Concern over discarded cigarette butts on Welsh streets
Littered cigarette butts were found on more than eighty percent of streets in Wales last year according to the anti-smoking organisation, ASH Wales.
They say more needs to be done to reduce the harmful effects of the litter smokers leave behind. According to the charity, birds and fish are mistaking the butts for food which is resulting in them being poisoned and killed.
This comes ahead of No Smoking Day 2019 tomorrow.
Diana Milne from the charity says people don’t understand the impact of dropping their cigarettes on the streets.
“Cigarette butts are the most littered item in the world. A lot of smokers don’t realise that cigarettes are not biodegradable.
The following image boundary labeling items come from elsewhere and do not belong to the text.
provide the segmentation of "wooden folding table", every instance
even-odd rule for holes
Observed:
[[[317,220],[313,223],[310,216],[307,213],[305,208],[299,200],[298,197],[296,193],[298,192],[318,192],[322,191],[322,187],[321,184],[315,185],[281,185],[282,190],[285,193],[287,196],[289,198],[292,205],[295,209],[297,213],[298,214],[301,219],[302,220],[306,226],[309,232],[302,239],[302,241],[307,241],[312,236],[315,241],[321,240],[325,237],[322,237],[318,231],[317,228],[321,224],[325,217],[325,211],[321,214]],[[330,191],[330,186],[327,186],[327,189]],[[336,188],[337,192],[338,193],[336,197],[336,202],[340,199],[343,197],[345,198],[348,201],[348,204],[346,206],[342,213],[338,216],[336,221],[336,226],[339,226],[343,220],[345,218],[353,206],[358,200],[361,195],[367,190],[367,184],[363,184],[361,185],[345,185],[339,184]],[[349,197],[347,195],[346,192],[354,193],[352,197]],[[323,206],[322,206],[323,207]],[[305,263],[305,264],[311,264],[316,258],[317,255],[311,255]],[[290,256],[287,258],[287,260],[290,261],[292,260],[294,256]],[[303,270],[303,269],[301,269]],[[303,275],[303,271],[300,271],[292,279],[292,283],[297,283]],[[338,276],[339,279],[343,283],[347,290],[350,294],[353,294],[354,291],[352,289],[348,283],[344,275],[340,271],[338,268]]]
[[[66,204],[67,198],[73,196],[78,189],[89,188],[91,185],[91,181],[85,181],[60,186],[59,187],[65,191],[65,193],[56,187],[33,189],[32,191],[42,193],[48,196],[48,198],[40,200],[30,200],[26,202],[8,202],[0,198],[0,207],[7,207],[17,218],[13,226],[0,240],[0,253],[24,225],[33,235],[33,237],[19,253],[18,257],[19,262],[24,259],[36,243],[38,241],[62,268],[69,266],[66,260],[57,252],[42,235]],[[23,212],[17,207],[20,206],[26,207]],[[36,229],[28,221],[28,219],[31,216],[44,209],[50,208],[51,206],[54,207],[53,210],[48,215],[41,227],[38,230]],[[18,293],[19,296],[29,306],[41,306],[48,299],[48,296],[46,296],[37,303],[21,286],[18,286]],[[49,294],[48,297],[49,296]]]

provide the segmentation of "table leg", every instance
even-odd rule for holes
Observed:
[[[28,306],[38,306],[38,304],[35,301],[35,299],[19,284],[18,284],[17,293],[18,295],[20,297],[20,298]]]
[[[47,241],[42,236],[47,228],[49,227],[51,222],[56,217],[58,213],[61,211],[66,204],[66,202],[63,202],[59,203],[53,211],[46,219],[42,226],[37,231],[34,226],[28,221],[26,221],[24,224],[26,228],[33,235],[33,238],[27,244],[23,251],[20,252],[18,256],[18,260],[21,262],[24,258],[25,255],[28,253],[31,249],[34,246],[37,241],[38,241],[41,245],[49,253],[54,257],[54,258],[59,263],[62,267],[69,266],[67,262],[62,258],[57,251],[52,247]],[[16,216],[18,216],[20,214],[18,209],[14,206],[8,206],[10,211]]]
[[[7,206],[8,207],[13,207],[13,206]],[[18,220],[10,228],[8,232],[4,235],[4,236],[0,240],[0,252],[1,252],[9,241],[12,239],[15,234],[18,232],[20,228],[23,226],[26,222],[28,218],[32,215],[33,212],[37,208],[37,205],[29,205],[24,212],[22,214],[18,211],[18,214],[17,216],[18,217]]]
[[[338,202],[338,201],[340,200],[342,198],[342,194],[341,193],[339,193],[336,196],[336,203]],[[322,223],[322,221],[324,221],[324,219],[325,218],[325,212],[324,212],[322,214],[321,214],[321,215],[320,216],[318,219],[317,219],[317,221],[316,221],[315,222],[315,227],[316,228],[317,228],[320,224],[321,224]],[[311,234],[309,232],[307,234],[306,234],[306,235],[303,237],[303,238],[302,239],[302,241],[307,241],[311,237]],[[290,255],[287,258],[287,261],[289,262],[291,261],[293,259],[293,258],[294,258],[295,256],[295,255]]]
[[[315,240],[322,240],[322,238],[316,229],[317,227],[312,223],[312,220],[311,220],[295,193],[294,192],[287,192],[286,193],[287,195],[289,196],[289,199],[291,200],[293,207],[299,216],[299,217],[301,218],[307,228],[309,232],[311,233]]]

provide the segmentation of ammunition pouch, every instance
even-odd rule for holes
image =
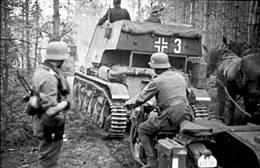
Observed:
[[[25,110],[26,114],[29,116],[34,116],[36,114],[42,114],[44,110],[40,105],[40,96],[34,95],[29,98],[29,101]]]
[[[63,113],[44,117],[43,137],[47,142],[56,142],[63,139],[65,115]]]
[[[64,126],[65,126],[64,123],[59,126],[44,125],[43,136],[46,142],[51,143],[51,142],[57,142],[59,140],[62,140],[64,134]]]

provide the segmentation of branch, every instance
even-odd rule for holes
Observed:
[[[40,32],[46,33],[46,34],[49,35],[49,36],[52,35],[52,33],[49,33],[49,32],[47,32],[46,30],[43,30],[43,29],[41,29],[41,28],[35,28],[35,29],[37,29],[37,30],[40,31]]]
[[[68,30],[63,30],[63,31],[61,32],[60,37],[65,36],[65,35],[68,34],[71,30],[72,30],[72,28],[70,28],[70,29],[68,29]]]

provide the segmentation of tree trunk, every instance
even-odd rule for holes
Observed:
[[[239,9],[239,5],[238,5],[238,2],[236,2],[236,11],[235,11],[235,41],[237,41],[238,39],[238,29],[239,29],[239,26],[238,26],[238,9]]]
[[[36,23],[36,32],[35,32],[35,34],[36,34],[36,37],[35,37],[35,49],[34,49],[34,56],[35,56],[35,58],[34,58],[34,69],[36,68],[36,66],[37,66],[37,60],[38,60],[38,39],[39,39],[39,32],[38,32],[38,21],[39,21],[39,19],[38,19],[38,12],[39,12],[39,6],[38,6],[38,0],[36,0],[36,2],[35,2],[35,5],[36,5],[36,15],[35,15],[35,23]]]
[[[1,1],[1,21],[3,19],[4,25],[1,24],[1,47],[3,47],[3,52],[1,50],[1,84],[3,84],[2,93],[5,95],[8,91],[8,80],[9,80],[9,62],[8,62],[8,51],[9,51],[9,43],[10,43],[10,32],[11,27],[8,26],[8,18],[10,17],[9,9],[4,8],[7,7],[7,1]],[[2,27],[3,26],[3,27]]]
[[[30,60],[30,30],[29,30],[29,0],[25,1],[25,13],[26,13],[26,65],[27,65],[27,73],[31,72],[31,60]]]
[[[253,0],[248,3],[247,44],[250,44]]]
[[[195,0],[191,0],[190,2],[190,24],[193,25],[193,27],[195,26],[194,24],[194,15],[195,15]]]
[[[207,48],[208,44],[208,25],[209,25],[209,5],[210,1],[204,1],[204,18],[203,18],[203,36],[202,36],[202,45],[205,45]],[[202,55],[205,55],[205,51],[202,50]]]
[[[137,21],[141,21],[141,0],[137,1],[138,16]]]
[[[183,23],[186,23],[186,10],[187,10],[187,3],[186,0],[183,1]]]
[[[52,39],[50,41],[60,41],[60,2],[59,0],[53,0],[53,29],[52,29]]]
[[[225,3],[222,2],[222,20],[221,20],[221,28],[222,28],[222,37],[227,38],[227,32],[226,32],[226,17],[227,17],[227,10]]]
[[[260,4],[258,1],[255,2],[254,6],[254,17],[252,17],[252,45],[256,47],[257,50],[259,50],[260,47]]]

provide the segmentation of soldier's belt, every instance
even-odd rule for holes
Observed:
[[[188,103],[188,100],[187,99],[178,99],[178,100],[175,100],[173,102],[163,104],[161,106],[161,110],[164,111],[164,110],[166,110],[170,107],[174,107],[174,106],[177,106],[177,105],[183,104],[183,103]]]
They contain plastic and they can stay in the environment for up to fifteen years.”
ASH Wales say the cigarettes release harmful chemicals into the water and contribute to the death of marine animals.
The charity says more than one hundred tonnes of smoking related litter is dropped every day in the UK.
People have taken to social media to discuss the issue, including academics.
They’ve teamed up with Keep Wales Tidy to raise awareness of the issue.
Keep Wales Tidy say the smoking litter has been found in the guts of marine wildlife around the country.
Nia Lloyd from the organisation says it’s a problem that could easily be solved.
“There are many things that can be done to improve the situation. We believe that raising awareness of the environmental impacts is key, along with education.”
Figures show there are fewer smokers in Wales than ever before but the charities say the number is still too high. More than 6 million cigarettes are smoked in Wales every day.
They say they hope No Smoking Day will raise awareness of the issue.